Selama berada di atas kapal, Sherly awalnya berada di area terluar dan duduk di samping Benny Laos. Karena sudah menunggu sekian lama, ia memilih istirahat sendirian di kamarnya dan tertidur
Saat terbangun, Sherly mendapat informasi bahwa kapal telah selesai mengonsumsi bahan bakar. Namun perasaan aneh muncul saat bau minyak masuk ke dalam ruangan.
Katanya, baunya bukan seperti bahan bakar biasa, melainkan baunya tidak sedap. Saat hendak keluar, asistennya meminta Sherly tetap di kamar karena bau gas di luar lebih menyengat.
Beberapa saat kemudian, kapal itu tiba-tiba meledak. Sisi ruangan terkoyak akibat ledakan dan Sherly terlempar ke depan kapal.
“Biasanya bahan bakar yang kita suplai ke kapal bagus, saya tidak tahu kenapa kali ini kapalnya meledak,” ujarnya.
Saat itu, dia mencoba menyelam untuk mencari suaminya. Namun, dia tidak bisa menggerakkan kakinya karena luka akibat ledakan. Setelah itu dia ditarik ke darat.
Sherly dibawa ke puskesmas terdekat, sedangkan suaminya dilarikan ke rumah sakit.
Saat menghampiri suaminya yang sedang dalam masa pemulihan, hati Benny Laos masih ada. Sherly langsung berdoa untuk keselamatan suaminya.
Namun rumah sakit tempat Benny Laos dirawat tidak memiliki ruang gawat darurat.

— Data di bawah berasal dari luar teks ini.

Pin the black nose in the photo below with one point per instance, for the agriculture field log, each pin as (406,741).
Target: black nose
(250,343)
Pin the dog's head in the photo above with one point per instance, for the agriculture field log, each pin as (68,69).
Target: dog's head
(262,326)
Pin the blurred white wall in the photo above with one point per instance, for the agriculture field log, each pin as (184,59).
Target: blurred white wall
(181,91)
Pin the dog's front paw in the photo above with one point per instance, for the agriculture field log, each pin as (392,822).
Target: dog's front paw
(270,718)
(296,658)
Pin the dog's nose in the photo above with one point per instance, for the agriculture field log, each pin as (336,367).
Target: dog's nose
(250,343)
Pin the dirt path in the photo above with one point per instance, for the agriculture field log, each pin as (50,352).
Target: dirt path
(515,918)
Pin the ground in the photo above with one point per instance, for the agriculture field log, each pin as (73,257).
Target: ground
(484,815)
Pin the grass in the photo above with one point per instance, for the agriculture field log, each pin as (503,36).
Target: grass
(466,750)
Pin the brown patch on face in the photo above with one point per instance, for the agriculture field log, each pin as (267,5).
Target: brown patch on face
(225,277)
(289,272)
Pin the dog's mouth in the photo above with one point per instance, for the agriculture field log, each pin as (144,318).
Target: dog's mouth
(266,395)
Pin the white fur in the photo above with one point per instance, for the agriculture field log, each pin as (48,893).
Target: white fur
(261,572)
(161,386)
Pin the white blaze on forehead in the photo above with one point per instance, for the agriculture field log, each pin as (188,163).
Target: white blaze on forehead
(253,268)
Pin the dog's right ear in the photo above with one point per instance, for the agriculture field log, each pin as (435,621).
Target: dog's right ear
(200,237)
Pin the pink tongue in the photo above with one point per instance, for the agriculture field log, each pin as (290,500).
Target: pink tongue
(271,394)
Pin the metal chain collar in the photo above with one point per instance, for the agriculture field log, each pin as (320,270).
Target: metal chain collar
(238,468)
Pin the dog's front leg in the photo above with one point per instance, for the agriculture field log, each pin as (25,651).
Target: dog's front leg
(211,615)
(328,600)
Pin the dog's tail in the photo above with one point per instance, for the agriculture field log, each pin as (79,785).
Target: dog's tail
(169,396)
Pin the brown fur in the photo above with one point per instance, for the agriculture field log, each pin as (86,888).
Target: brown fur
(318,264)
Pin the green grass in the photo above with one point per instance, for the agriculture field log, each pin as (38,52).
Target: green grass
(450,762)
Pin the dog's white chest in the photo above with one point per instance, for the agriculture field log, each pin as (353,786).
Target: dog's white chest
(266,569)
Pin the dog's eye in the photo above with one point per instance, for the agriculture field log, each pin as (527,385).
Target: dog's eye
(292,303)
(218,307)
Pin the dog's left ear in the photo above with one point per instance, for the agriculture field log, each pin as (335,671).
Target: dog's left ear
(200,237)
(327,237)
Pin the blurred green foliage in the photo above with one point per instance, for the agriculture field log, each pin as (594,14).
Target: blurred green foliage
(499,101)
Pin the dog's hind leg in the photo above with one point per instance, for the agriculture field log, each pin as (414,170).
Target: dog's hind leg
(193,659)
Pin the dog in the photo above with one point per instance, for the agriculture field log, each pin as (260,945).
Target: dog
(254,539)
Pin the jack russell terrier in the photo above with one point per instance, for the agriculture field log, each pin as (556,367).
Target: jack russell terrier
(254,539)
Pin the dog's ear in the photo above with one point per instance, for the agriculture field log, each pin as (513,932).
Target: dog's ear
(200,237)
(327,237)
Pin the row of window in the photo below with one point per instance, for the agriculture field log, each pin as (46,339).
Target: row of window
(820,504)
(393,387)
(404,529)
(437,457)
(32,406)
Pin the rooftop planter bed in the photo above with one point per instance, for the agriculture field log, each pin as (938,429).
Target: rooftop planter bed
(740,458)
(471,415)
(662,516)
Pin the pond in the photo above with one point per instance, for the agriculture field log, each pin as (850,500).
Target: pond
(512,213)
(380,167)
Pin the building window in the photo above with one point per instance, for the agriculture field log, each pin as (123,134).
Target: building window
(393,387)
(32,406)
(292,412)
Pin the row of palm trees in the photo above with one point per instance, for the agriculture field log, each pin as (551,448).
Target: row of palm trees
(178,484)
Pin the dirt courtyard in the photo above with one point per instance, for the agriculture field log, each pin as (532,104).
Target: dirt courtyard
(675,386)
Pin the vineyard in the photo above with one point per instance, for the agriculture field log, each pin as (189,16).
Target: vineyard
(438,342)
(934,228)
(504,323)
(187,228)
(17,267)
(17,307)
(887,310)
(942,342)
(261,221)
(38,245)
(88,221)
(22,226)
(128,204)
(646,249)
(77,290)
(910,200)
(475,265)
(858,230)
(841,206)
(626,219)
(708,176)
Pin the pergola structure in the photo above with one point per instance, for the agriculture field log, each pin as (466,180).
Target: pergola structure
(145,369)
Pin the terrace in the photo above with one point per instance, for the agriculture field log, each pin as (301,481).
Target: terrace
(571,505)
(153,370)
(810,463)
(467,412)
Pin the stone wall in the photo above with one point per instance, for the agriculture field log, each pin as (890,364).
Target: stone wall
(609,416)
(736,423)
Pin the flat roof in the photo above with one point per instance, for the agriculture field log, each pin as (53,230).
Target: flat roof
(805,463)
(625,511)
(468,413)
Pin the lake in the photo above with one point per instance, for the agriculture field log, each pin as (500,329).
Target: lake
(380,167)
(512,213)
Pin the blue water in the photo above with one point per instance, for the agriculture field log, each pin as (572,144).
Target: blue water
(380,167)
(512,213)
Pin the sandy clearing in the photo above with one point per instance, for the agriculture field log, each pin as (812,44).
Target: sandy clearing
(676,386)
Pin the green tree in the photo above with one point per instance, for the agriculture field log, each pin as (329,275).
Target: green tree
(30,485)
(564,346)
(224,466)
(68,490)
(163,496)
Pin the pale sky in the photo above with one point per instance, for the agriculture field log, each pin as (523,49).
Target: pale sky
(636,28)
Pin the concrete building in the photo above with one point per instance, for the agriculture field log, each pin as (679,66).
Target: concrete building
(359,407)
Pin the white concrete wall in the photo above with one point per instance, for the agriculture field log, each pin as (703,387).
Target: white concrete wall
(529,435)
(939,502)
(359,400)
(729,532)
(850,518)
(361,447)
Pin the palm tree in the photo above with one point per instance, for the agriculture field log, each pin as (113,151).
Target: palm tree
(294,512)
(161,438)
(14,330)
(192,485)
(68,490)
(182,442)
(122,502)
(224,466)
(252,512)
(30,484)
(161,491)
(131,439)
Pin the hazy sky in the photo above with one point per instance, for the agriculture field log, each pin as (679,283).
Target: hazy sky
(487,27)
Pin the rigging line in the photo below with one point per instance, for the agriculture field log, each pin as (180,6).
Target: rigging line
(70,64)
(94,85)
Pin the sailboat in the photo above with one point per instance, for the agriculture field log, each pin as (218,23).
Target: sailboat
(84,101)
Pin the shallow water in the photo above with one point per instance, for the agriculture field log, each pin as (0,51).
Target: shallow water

Peralatan pernapasan hanya sebatas pompa tangan, tanpa inkubator atau peralatan darurat medis lainnya.
“Pak Benny denyut nadinya masih ada, tapi dia belum bisa bernapas sendiri. Kalau sampai ada serangan jantung mungkin semuanya akan berbeda,” kata Sherly.
“Aku berdoa semoga tak mungkin Pak Benny berakhir di sini,” lirih Sherly sambil menangis tersedu-sedu.
Sherly penuh harap ketika dijanjikan helikopter akan menjemputnya. Namun hari sudah gelap dan Taliban tidak memiliki landasan pacu yang sesuai, sehingga helikopter bisa Tiba di lokasi kejadian keesokan harinya.
Ia khawatir karena suaminya hanya mendapat bantuan pompa air sederhana. Sementara itu, mereka harus menunggu 15 jam lagi hingga helikopter dapat menjemput mereka.
Setelah 3 jam berlalu, tubuh Benny Laos yang dibantu bom sederhana mulai mengeras dan wajahnya membiru. Dokter mengatakan tidak bisa melakukan perawatan karena tidak ada peralatan medis di rumah sakit.
“Di Taliabu mereka tidak punya apa-apa dan jalan rusak semua,” kata Sherly.
Sebagai penutup, Sherly mengucapkan terima kasih kepada seluruh pihak yang telah membantu dirinya dan almarhum hingga bisa kembali ke Jata.
Ia mengucapkan terima kasih dan permintaan maaf kepada masyarakat Maluku Utara. Sherly bersyukur atas sambutan antusias masyarakat Malut selama aktif kampanye.
Sherly juga mengucapkan terima kasih kepada kerabatnya termasuk Kepala Staf Presiden (KSP) Moeldoko yang menjadi rekan golfnya mendiang dimana almarhum juga bertugas sebagai anggota tim khusus KSP.
Saya atas nama Benny meminta maaf karena tidak memenuhi harapan masyarakat Malut, ujarnya.
Bapak Sherly mengatakan, “Atas nama Bapak Benny Laos, saya ingin menyampaikan rasa terima kasih yang sebesar-besarnya karena telah menjadi bagian dari kehidupan Bapak Benny Laos.
Setelah itu, Sherly beserta keluarga dan kerabat dekatnya menghadiri upacara keagamaan.
Setelah 50 menit, Sherly dibawa kembali ke rumah sakit. Saat melintasi halaman luar, Sherly kembali mendapat tepuk tangan dari kerabatnya. Sekali lagi dia menanggapinya dengan mengucapkan terima kasih sambil menunjuk ke arah ambulans.